One misconception about church giving is that it disappears into an inward-looking institution. But the Orthodox Church teaches that healthy parish life overflows outward. When the Church is nourished, stable, and supported, it becomes more capable of feeding the hungry, welcoming the stranger, teaching the faith, and caring for those in need.
Fr. John spoke about simple acts of mercy that may seem small in the eyes of the world but become real signs of God’s love. A small bag of toiletries given to a homeless person, a quiet act of care, or a simple offering made in faith can become an icon of the Church’s life in the world. Orthodox Christians believe these acts matter because Christ receives them.
That means stewardship is not selfish or inward. It equips the saints to feed the Body of Christ and to serve people beyond the parish walls. The healthier the Church becomes, the more it is able to become a blessing to others.
What does Orthodox stewardship look like in everyday life?
This teaching means that stewardship begins at home, at work, in prayer, in parish life, and in the hidden decisions of the heart. It means asking whether we are using our days in a way that reflects the Kingdom of God. It means thinking seriously about what we give, what we withhold, and what that reveals about our priorities.
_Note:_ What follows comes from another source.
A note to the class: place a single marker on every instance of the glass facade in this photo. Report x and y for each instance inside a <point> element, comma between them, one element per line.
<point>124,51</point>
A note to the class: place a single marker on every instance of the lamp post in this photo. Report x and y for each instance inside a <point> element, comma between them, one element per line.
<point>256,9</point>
Orthodox Christians believe stewardship should also make us more attentive to the people God places before us. We may not be called to solve every social problem, but we are called to respond when Christ sends a person across our path. A simple meal, a small gift, a listening ear, or a quiet act of mercy can become a real offering to God.
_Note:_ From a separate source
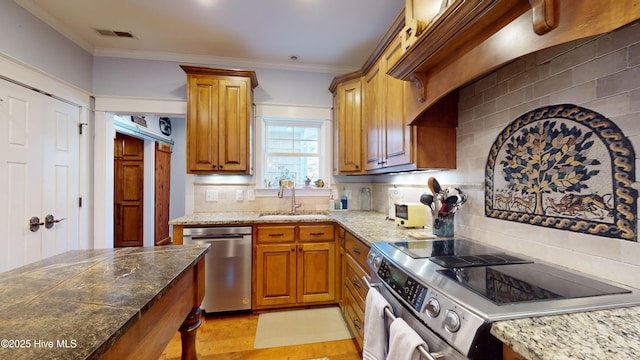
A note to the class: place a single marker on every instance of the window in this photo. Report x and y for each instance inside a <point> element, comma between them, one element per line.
<point>293,150</point>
Stewardship, then, is not a burden added on top of Christianity. It is Christianity lived concretely. It is the daily practice of remembering that God is Lord, that He is the owner, that the Church is His Body, and that our task is to offer everything back with love.
Why should someone new to Orthodoxy care about this teaching?
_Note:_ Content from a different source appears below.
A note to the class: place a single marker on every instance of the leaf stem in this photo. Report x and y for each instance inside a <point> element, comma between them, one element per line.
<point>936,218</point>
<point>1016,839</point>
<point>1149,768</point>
Someone unfamiliar with Orthodoxy may hear all of this and wonder why it matters so much. The answer is that stewardship reveals what we believe about God, the Church, and the purpose of human life. It shows whether our faith is only an idea or whether it is becoming a way of life.
The Orthodox Church teaches that the Christian life is always eucharistic. That means it is always meant to be a life of thanksgiving, offering, and communion. Stewardship is one of the most practical ways that vision becomes visible.
When Orthodox Christians speak about stewardship, they are really speaking about becoming fully alive in Christ. They are speaking about learning to receive everything from God and to return everything to Him with trust, gratitude, and love.
If you are exploring Orthodox Christianity, this teaching is not meant to pressure you into one more religious duty. It is meant to show you that Christ calls for the whole person because He gives Himself wholly to us. The life of the Church is where that offering is learned, practiced, and blessed over time.
FAQ
What is Orthodox stewardship?
Orthodox stewardship is the faithful offering of our life, time, talent, and resources back to God. It means placing Christ first and serving His Church with gratitude and trust.
Why do Orthodox Christians give to the Church?
Orthodox Christians give because the Church is the Body of Christ and because everything they have comes from God. Giving supports worship, ministry, mercy, and the life of the parish.
Is stewardship the same as tithing?
Tithing is one part of stewardship, especially in relation to financial giving. Stewardship is broader and includes prayer, service, labor, hospitality, and the offering of the whole self to God.
What does the Bible say about stewardship?
The Bible teaches that God is the owner of all things and that human beings are called to be faithful stewards. Passages in Matthew, Deuteronomy, Psalms, Malachi, and the letters of St. Paul all speak to this calling.
Why is stewardship important in Great Lent?
Great Lent is a season of reordering life around Christ through prayer, fasting, repentance, and mercy. Stewardship fits naturally into Lent because it teaches Christians to put God first in every part of life.